Comparative Genomics and Phylogenetic Relationships Between Ralstonia Jumbo Phage RsoM2USA and Other Jumbo Phages in the Family of Myoviridae

Based on ICTV’s 2020 release of virus taxonomy,³ the family of Myoviridae consists of 8 subfamilies (Emmerichvirinae, Eucampyvirinae, Gorgonvirinae, Ounavirinae, Peduovirinae, Tevenvirinae, Twarogvirinae, and Vequintavirinae) with 64 genera and 294 species (Kuhn et al., 2013). In addition, 153 genera with 331 species are classified directly under the family of Myoviridae for a total of 217 genera and 625 species. In addition to Xanthomonas phage XacN1 and Serratia phage PCH45, species-undefined jumbo phages in Myoviridae, only 44 of the genera in Myoviridae contain jumbo phages with genome sizes more than 200 kb (Hendrix, 2009; Supplementary Table 1). Genomic relationships between Ralstonia jumbo phage RsoM2USA and 46 representative jumbo phages in the family of Myoviridae was therefore determined using the whole genome dot plot (Supplementary Figure 2).
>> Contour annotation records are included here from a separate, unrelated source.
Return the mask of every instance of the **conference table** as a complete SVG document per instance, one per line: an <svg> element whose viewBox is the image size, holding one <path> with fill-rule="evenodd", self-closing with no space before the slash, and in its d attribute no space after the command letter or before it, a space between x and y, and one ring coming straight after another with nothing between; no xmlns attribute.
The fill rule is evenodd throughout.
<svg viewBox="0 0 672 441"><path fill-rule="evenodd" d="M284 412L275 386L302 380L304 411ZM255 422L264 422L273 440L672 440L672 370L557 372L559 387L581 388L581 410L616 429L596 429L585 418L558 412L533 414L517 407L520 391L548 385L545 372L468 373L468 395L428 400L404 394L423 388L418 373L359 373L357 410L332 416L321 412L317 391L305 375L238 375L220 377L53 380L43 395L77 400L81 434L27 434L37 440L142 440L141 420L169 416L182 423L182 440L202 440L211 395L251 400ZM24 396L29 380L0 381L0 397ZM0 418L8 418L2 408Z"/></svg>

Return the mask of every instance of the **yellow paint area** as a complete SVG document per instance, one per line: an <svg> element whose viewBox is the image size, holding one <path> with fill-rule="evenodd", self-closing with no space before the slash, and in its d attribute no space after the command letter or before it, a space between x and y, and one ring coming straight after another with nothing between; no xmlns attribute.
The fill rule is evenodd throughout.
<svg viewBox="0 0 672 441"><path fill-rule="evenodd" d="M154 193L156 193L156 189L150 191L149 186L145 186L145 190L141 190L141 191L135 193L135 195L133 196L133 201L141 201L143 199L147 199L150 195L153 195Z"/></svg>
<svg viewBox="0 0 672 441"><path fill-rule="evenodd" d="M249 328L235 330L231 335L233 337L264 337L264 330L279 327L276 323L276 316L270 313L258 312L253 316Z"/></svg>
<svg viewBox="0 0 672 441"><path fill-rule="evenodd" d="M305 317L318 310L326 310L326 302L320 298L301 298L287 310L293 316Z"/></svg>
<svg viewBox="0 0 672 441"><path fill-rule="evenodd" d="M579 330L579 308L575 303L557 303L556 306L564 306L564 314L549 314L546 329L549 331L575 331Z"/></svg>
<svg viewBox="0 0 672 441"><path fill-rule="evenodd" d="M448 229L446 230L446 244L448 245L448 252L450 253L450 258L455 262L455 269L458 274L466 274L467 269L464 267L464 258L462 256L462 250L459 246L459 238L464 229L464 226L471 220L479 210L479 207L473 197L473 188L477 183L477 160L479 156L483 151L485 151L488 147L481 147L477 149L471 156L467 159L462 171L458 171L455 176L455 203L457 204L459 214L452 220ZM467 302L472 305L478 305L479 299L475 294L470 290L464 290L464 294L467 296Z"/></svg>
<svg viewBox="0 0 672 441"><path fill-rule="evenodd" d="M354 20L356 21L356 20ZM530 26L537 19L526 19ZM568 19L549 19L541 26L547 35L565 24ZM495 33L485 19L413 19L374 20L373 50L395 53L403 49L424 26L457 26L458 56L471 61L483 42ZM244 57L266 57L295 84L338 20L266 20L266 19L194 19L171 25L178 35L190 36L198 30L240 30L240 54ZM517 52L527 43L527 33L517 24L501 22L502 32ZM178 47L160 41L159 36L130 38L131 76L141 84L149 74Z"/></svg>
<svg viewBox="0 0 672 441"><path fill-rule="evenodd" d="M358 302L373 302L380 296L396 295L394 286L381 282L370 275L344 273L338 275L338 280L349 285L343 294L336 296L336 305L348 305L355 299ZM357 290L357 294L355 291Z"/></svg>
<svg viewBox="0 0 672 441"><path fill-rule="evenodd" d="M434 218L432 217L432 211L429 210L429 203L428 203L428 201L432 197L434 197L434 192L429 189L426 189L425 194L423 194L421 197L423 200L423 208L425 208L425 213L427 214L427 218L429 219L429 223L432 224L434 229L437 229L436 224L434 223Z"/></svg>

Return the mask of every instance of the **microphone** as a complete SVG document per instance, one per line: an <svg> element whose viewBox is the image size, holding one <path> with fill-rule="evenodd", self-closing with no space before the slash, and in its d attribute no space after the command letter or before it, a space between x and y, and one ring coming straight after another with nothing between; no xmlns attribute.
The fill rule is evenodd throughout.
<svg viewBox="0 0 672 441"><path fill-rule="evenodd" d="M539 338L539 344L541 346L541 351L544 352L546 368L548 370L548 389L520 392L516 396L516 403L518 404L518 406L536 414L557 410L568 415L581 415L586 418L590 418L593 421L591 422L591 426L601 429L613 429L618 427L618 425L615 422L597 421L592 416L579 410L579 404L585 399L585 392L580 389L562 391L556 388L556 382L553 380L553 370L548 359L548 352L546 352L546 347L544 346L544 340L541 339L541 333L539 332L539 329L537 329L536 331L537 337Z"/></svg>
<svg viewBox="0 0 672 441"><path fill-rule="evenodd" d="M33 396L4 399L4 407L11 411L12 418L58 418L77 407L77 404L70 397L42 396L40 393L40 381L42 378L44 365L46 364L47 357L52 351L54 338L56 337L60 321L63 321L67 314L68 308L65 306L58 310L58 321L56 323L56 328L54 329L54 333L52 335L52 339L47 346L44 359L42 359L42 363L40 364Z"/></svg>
This was done by comparing the genome sequences of RsoM2USA with Xanthomonas phage XacN1, Serratia phage PCH45, and representative phages from each of the 44 jumbo phage-containing genera of Myoviridae, including five previously reported Ralstonia jumbo phages RSF1 and RSL2 (Bhunchoth et al., 2016), RSL1 (Yamada et al., 2010), RP12 and RP31 (Matsui et al., 2017; Supplementary Figure 2). Our dot plot result indicated that RsoM2USA is a novel phage because RsoM2USA did not show similarity pattern (indicated by absence of diagonal lines) with any of the 46 phages including the five Ralstonia jumbo phages (Supplementary Figure 2). Further analysis using the Orthologous Average Nucleotide Identity (OrthoANI) value revealed that phage RsoM2USA shared OrthoANI values ranging from 56.16 to 63.28% to only 14 of the 46 jumbo phages including Ralstonia virus RSL1 (Mieseafarmvirus) and Xanthomonas phage XacN1 (Figure 3 and Supplementary Table 4). The fact that the shared OrthoANI values of RsoM2USA with the 14 jumbo phages are less than 95% suggests that the jumbo phage RsoM2USA belongs to a new species in Myoviridae, since the OrthoANI value of 95% is used for demarcation of species (Lee et al., 2016).

FIGURE 3.

Heatmap chart generated from Orthologous Average Nucleotide Identity (OrthoANI) values of 15 phages in the family of Myoviridae that share similarity to Ralstonia phage RsoM2USA.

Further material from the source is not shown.